What is a Master Naturalist?
“What is a Master Naturalist anyway?” Well, the answer may depend on which one you talk to.
They’re all volunteers, but their interests range widely. Some really enjoy cleaning up area hiking trails, while others have fun looking for tiny critters in local creeks. Some like identifying and mapping native plants and wildlife in state parks. Others derive satisfaction from coaxing wildflowers to bloom in a meadow or cultivating native and other plants useful to early Ozark inhabitants. However, they all love learning more about nature, while doing what they can to keep the natural state natural. And every fall they start hunting for more like-minded individuals.
The newly formed chapter of Foothills of Arkansas Master Naturalists (FAMN) recently opened applications for a new class of volunteers for 2017, according to chapter president Tom Nowlin. The chapter invites residents who are interested from Heber Springs, Conway, Clinton and surrounding areas to apply.
The course for “Naturalists in Training” begins January 28 and concludes with graduation May 6. The application form and class schedule are available on this web page: http://wordpress.arkansasmasternaturalists.org/how-do-i-join/. (Scroll down to “FAMN.”)

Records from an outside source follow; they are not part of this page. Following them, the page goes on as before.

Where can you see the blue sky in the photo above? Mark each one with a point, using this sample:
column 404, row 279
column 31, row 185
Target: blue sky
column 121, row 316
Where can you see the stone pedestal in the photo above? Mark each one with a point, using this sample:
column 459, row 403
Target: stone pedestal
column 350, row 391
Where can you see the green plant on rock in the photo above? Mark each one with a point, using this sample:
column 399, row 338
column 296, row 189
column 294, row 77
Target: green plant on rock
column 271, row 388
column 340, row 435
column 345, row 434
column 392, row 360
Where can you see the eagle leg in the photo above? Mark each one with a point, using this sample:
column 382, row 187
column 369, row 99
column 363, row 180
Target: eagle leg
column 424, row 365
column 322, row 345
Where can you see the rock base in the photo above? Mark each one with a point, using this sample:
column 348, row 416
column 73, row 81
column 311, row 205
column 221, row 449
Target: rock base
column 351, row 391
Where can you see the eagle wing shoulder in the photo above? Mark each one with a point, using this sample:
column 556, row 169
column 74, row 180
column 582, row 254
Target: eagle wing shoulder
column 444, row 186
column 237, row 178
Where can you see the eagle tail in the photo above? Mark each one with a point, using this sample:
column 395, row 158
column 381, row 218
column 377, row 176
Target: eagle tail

“New members have a lot of fun learning about everything from rocks to plants and animals found in the Ozarks,” says Nowlin. Experts teach classes in ecoregions, geology, astronomy, mammals, Interpretation, entomology, herpetology, ornithology and botany. Lessons also include practical skills like stream monitoring and trail maintenance. Students receive their own guidebooks in many fields.
“But there are no exams,” Nowlin reassures. “We learn by listening, observing and doing. We also schedule special advanced training classes in various topics for all members throughout the year.”
FAMN members also organize purely recreational activities, such as hiking trips on area nature trails and float trips on the Buffalo River and other streams in the area, he added.
Ongoing projects will include monthly stream water monitoring on local streams. Stream team members evaluate local creeks by testing water chemistry and collecting and counting bugs and other critters in different creeks, including Archey Fork and the Little Red Rivers in Van Buren County.
“We will host a variety of volunteer opportunities,” Nowlin says, “and many of our members will work on more than one team.”
New members’ classes begin January 28, with orientation at the Faulkner County Library in Conway. Other classes will be held at the Fairfield Bay Education Center and Fairfield Bay Marina, the Van Buren County Library, Clinton City Park, the University Central Arkansas, Conway, Petit Jean State Park, Arkansas Game and Fish Commission, Mayflower and Woolly Hollow State Park to name a few. The class is limited to 30 applicants, so Nowlin urges interested persons to apply soon.